Additive and Digital Fabrication of 3D Interconnects in MEMS Packaging Using Printing Technologies
Research output: Book/Report › Doctoral thesis › Collection of Articles
|Publisher||Tampere University of Technology|
|Number of pages||55|
|Publication status||Published - 15 Jun 2018|
|Publication type||G5 Doctoral dissertation (article)|
|Name||Tampere University of Technology. Publication|
This thesis investigates the feasibility of using printing technologies for the selected parts of the MEMS packaging. Additive, maskless and non-contact printing technologies are digitally controlled by computer and have the potential to reduce turnaround time compared with lithographic processes. These methods could be used for the substrate with any morphology and composition; and also enable the deposition of functional inks with high level of precision on designated places defined by the graphics or codes prepared by the computer software. In summary, printing technologies provide the possibility to reduce harmful waste, consumption of the material and chemicals, process steps, and process time compared to subtractive processes.

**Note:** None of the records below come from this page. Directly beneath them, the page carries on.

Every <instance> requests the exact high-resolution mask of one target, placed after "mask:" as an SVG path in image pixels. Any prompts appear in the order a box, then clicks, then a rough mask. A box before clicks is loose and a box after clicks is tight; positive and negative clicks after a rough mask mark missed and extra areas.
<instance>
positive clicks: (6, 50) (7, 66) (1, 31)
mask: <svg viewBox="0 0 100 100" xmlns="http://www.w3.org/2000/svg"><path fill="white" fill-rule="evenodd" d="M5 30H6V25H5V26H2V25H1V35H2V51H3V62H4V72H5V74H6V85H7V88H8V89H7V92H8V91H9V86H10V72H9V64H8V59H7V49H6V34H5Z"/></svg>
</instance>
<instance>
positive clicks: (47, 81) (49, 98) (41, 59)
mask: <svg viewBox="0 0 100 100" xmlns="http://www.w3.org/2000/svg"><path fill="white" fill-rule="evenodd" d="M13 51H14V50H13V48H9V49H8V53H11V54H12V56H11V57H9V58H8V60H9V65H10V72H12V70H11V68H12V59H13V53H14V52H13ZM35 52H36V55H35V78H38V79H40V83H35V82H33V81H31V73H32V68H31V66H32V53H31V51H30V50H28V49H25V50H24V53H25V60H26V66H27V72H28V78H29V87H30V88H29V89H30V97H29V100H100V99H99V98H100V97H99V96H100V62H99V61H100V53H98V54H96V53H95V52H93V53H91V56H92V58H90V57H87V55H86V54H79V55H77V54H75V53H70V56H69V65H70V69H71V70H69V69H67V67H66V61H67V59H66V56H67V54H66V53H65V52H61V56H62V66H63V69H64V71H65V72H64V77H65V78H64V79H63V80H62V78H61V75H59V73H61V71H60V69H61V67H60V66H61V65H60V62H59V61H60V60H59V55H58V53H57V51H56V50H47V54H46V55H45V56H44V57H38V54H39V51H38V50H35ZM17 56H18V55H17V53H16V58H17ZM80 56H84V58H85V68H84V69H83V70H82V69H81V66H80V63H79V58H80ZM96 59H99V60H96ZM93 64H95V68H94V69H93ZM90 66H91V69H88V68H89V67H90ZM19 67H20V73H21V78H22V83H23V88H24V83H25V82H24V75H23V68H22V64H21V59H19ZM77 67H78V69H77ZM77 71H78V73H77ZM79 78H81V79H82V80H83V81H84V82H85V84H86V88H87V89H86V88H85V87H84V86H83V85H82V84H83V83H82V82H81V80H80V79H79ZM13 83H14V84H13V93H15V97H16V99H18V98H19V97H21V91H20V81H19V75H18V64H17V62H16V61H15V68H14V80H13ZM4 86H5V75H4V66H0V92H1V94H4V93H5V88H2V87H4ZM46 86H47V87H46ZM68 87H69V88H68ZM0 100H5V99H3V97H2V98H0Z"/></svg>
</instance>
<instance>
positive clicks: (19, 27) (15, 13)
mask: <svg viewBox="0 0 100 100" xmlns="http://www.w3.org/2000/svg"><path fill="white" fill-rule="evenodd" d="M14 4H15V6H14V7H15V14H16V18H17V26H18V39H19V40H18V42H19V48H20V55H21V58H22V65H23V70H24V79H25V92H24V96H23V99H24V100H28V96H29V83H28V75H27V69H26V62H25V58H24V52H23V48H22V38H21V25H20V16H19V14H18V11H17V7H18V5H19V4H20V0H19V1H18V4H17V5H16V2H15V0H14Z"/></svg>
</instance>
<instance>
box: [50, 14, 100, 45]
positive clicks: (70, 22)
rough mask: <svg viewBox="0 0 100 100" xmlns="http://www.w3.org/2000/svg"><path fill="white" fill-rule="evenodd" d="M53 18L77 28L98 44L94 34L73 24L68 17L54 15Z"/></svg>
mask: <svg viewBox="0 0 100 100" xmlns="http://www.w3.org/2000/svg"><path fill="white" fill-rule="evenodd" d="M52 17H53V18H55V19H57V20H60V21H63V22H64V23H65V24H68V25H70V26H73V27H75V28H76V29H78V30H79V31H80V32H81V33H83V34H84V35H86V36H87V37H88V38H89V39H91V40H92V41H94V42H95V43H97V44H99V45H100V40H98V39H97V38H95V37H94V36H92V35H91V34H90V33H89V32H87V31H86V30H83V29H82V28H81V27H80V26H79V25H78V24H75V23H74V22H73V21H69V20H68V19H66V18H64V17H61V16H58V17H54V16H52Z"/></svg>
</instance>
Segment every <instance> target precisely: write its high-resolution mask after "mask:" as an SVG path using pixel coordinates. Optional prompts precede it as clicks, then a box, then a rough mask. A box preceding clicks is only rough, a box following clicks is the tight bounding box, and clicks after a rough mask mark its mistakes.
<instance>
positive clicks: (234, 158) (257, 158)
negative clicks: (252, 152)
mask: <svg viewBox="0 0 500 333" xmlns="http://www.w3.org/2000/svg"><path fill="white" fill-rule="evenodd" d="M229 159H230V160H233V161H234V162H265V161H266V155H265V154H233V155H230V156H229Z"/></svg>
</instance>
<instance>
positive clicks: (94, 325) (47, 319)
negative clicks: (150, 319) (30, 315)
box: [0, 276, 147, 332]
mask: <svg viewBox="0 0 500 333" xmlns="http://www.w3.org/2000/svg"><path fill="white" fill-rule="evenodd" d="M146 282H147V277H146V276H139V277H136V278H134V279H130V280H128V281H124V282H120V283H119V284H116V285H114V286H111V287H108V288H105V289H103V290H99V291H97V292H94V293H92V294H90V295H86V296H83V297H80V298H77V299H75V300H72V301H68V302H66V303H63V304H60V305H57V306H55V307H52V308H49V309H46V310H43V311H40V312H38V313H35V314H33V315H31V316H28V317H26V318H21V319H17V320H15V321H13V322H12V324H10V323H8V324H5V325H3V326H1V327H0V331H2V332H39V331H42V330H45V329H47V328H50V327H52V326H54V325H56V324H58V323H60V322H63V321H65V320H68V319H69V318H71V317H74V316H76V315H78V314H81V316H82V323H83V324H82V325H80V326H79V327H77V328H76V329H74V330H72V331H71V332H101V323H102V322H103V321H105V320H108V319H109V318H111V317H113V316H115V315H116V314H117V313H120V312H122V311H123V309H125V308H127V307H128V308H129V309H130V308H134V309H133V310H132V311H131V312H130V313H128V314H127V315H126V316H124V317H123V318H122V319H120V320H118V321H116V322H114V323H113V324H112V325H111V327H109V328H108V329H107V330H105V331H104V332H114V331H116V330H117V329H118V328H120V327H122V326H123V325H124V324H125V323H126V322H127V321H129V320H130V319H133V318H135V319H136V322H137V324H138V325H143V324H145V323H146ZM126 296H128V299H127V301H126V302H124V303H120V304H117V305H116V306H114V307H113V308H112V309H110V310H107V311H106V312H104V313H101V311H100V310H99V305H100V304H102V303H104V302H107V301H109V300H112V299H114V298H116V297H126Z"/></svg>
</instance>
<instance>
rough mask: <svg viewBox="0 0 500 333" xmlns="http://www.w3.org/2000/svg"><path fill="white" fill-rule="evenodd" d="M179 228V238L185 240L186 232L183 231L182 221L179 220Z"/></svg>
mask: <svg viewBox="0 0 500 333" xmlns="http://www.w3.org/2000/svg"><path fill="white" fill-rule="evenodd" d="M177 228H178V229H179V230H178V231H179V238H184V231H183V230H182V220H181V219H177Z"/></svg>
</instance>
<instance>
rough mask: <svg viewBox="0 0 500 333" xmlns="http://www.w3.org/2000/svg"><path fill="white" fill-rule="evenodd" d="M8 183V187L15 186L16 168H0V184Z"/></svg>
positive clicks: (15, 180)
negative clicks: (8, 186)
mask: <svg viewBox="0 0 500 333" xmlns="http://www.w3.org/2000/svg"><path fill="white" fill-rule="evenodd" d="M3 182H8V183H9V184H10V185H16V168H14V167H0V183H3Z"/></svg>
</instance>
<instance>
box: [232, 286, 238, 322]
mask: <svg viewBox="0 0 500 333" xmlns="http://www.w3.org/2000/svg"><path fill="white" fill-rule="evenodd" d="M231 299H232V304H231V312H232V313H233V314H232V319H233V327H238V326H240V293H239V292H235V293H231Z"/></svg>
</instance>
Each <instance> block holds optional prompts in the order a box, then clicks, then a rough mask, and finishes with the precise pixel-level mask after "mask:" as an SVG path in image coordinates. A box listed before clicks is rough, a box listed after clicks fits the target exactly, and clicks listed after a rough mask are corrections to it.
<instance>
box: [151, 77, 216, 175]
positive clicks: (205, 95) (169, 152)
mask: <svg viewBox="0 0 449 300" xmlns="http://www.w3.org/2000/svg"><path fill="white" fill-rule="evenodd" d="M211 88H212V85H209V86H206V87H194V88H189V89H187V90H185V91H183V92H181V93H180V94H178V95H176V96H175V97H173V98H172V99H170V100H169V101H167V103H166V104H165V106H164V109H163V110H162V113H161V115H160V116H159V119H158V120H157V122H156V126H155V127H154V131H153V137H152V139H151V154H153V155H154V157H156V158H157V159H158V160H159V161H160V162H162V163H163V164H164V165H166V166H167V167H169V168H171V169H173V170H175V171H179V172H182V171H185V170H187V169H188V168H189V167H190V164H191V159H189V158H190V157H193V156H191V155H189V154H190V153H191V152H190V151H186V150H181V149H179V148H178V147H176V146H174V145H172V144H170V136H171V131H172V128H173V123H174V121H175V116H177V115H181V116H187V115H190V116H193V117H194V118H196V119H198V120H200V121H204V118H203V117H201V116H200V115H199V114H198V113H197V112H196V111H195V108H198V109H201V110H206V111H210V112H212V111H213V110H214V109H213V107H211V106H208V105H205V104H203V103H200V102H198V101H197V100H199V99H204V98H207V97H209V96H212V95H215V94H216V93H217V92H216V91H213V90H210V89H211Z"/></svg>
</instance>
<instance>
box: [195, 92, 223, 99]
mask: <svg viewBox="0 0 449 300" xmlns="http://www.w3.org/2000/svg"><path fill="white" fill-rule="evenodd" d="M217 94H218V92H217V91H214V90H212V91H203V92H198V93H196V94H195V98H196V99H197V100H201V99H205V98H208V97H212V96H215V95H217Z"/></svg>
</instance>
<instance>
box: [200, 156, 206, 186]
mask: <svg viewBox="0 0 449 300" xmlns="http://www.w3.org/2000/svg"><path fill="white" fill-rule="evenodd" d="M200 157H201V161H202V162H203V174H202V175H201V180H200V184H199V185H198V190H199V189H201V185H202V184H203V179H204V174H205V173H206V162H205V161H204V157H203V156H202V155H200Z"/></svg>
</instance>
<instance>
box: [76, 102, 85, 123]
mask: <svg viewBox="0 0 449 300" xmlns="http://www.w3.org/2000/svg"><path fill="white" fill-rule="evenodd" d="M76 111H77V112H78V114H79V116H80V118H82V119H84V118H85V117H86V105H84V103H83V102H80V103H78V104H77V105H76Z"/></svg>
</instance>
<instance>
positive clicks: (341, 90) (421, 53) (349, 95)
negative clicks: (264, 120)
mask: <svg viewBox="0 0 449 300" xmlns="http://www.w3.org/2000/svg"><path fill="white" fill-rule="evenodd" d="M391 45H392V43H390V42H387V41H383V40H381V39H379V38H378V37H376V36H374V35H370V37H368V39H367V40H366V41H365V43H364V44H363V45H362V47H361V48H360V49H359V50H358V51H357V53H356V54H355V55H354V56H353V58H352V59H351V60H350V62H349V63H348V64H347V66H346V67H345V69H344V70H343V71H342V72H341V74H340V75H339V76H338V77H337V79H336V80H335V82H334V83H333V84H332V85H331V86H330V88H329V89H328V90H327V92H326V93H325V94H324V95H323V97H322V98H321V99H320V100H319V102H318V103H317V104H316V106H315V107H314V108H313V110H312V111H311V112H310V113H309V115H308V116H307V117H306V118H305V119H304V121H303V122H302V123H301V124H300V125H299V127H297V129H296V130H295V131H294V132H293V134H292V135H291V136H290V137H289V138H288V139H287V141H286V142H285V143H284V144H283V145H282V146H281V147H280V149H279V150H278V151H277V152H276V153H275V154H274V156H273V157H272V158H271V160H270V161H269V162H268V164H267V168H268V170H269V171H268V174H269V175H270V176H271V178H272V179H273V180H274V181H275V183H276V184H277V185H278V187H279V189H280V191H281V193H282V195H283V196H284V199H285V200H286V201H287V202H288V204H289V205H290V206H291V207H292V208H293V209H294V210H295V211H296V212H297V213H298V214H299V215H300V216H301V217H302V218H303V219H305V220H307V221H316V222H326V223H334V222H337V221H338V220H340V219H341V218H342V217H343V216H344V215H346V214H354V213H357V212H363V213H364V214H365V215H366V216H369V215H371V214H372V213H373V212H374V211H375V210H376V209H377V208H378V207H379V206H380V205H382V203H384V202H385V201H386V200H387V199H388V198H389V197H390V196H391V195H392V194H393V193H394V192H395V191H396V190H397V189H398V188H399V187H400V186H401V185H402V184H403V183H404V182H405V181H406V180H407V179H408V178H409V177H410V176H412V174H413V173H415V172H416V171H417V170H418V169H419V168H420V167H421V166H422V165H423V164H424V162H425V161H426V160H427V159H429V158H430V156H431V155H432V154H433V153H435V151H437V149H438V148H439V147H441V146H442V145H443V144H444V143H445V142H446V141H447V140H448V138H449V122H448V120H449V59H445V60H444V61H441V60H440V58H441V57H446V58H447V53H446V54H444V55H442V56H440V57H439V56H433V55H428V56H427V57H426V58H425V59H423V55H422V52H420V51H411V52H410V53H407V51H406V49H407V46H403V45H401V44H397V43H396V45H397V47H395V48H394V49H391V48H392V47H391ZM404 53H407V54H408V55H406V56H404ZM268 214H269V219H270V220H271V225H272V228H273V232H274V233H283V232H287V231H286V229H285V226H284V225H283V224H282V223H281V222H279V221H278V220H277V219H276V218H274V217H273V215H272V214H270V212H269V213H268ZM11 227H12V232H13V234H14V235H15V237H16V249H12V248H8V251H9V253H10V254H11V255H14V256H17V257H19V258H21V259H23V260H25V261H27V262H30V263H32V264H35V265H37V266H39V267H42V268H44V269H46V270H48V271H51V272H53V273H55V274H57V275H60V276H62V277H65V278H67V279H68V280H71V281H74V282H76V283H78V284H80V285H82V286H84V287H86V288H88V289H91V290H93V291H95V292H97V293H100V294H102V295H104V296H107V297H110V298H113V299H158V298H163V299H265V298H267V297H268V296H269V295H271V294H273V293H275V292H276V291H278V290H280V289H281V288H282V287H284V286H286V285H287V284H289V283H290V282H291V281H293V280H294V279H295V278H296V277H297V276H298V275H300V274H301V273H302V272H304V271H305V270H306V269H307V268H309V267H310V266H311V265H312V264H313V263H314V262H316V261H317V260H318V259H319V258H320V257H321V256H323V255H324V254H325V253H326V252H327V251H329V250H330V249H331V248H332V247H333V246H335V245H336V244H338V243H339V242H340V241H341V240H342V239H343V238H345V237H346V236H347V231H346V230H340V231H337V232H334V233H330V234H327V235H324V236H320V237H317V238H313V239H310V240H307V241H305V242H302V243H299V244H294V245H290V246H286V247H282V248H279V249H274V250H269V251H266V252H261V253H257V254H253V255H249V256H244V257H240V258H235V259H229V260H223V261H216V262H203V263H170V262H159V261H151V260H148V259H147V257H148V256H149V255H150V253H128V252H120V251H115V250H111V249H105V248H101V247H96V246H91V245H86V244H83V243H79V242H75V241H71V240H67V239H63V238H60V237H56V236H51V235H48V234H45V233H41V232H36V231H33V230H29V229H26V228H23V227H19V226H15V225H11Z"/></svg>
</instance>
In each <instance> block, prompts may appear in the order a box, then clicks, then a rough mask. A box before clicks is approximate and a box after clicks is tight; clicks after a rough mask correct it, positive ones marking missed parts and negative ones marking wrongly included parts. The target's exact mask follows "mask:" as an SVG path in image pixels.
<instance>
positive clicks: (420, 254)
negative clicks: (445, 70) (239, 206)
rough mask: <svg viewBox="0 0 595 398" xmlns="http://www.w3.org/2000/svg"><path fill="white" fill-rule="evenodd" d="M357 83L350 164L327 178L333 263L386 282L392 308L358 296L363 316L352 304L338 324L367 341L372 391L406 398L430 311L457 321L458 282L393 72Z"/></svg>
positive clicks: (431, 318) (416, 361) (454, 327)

The focus of this research has been on the fabrication of the 3D interconnects in parts of the MEMS packaging. The fabrication methods used in this work are piezo drop on demand (DOD) inkjet printing, super-fine inkjet technology (SIJ) and aerosol jet printing (AJP). Also, a combination of metal nanoparticle and dielectric inks have been used for the experiments reported in this thesis. The reported results show promising potential for additive methods to be used in electronics manufacturing in coming years with more developments and refinements in inkjettable functional materials and printing devices. In this thesis inkjet printing is utilized to fabricate 3D interconnects by the partial metallization of through silicon vias (TSVs). The via metallization could result in low resistance vias suitable for some MEMS applications. Complete filling of high density vias with diameters of less than 30 µm using super-fine inkjet technology is also demonstrated. As well, aerosol jet printing is successfully used to make a conductive bridge with low resistance between the device layer and handle wafer in silicon on insulator (SOI) MEMS. In addition, inkjet printing technologies are used to fill the TSVs to planarize wafer surface which enables placement of solder balls on top of the TSVs and increasing the I/O density of 3D TSV interposers by four times without using the next generation of TSV nodes. Moreover, successful fabrication of silver micropillars/bumps with inkjet printing is demonstrated for use in flip-chip fabrication methods instead of using stud bumps fabricated by wire bonding. The results indicate that the bare dies with the printed bumps can increase the contact reliability of flip-chip bonded samples.